But anger! A deep, fathomless well-head of slowly-moving, invisible fire. Somewhere in his consciousness he was aware of it, and in this awareness it was as if he belonged to a race apart. He never felt identified with the great humanity. He belonged to a race apart, like the race of Cain. This he had always known.

Sometimes he met eyes that were eyes of his own outcast race. As a tiny boy it had been so. Fairs had always fascinated him, because at the fairs in England he met the eyes of gipsies who, in a glance, understood him. His own people could not understand. But in the black eyes of a gipsy woman he had seen the answer, even as a boy of ten. And he had thought: I ought to go away with her, run away with her.

It was the anger, the deep, burning life-anger which was the kinship. Not a deathly, pale, nervous anger. But an anger of the old blood. And it was this which had attracted him to grooms, horsey surroundings, and to pugilists. In them was some of this same deep, generous anger of the blood. And now in Australia too, he saw it like a secret away at the bottom of the black, full, strangely shining eyes of the aborigines. There it lay, the secret, like an eternal, brilliant snake. And it established at once a kind of free-masonry between him and the blacks. They were curiously aware of him, when he came: aware of his coming, aware of his going. As if in him were the same great Serpent of their anger. And they were downcast now he was going away, as if their strength were being taken from them. Old Tim, who had taken a great fancy to Jack, relapsed into a sort of glumness as if he too, now, were preparing to die.

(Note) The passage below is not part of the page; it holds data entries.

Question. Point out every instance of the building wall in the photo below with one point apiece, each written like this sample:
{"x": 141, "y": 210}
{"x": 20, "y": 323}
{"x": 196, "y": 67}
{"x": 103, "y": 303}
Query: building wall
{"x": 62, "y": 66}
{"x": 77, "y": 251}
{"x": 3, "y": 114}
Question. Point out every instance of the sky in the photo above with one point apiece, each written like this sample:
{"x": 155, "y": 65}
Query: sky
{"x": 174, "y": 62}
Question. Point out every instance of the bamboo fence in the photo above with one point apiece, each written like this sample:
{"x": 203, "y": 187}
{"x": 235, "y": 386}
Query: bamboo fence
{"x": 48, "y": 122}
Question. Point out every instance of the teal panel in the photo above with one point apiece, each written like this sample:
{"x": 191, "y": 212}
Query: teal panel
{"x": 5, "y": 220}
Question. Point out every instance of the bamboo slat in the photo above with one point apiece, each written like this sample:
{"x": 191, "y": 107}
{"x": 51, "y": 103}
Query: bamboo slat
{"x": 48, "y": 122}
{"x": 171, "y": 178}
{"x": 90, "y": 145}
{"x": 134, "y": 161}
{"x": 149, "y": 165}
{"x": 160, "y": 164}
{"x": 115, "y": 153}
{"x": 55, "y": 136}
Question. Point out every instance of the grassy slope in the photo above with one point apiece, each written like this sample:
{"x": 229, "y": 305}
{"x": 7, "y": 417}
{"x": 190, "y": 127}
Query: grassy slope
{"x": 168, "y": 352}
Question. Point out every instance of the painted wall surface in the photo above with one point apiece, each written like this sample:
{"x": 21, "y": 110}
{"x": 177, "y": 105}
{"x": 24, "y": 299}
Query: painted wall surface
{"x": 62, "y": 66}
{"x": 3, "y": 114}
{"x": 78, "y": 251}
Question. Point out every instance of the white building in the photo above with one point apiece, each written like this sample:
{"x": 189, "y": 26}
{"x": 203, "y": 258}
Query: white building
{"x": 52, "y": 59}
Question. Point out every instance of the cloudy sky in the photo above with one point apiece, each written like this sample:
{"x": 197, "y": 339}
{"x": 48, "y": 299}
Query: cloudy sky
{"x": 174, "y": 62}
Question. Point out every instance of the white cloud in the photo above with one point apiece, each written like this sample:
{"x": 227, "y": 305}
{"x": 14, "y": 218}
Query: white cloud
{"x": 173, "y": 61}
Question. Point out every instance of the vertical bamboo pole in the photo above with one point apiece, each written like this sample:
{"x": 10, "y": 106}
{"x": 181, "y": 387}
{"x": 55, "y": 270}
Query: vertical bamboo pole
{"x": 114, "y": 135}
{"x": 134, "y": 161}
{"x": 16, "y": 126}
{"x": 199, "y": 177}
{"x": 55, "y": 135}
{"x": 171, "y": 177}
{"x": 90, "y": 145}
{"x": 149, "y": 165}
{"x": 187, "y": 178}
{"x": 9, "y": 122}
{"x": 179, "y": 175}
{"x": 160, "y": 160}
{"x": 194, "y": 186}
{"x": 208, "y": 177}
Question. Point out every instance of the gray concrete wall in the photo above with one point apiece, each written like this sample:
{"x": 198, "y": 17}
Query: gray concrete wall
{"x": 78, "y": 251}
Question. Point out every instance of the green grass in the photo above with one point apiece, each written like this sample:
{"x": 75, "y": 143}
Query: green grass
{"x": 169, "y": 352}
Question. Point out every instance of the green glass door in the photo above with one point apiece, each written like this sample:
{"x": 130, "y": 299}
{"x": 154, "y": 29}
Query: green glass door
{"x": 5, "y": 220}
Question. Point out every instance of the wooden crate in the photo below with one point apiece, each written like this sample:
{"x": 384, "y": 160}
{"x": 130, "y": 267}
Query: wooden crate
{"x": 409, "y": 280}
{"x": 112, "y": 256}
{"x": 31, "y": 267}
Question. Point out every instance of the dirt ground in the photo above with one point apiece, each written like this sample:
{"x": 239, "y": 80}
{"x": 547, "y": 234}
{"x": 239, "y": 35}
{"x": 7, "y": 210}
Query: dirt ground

Since Jack had come back from the Greenlows' farm, Monica had withdrawn to a distance, a kind of luminous distance, and put a chasm between herself and Jack. She moved mute and remote on the shining side of the chasm. He stood on the dark side, looking across the blackness of the gulf at her as if she were some kind of star. Surely the gulf would close up. Surely they both would be on natural ground again.

But no! always that incomprehensible little face with fringed lashes, and mouth that opened with a little smile, a vulnerable little smile, as if asking them all to be kind to her, to be pitiful towards her, and not try to touch her.

"Well, good-bye, Monica, for the present," he said, as he sat in the saddle in the yard, and Tom started away riding towards the gate, leading the bulky-looking pack-horse.

"Good-bye. Come back!" said Monica, looking up with a queer, hard little question come into her eyes, but her face remote as ever.

Jack kicked his horse and started.

"I'll come back," he said over his shoulder. But he didn't look round at her. His heart had gone hard and hot in his breast. He was glad to be going.

Lennie had opened the gate. He stood there as Jack rode through.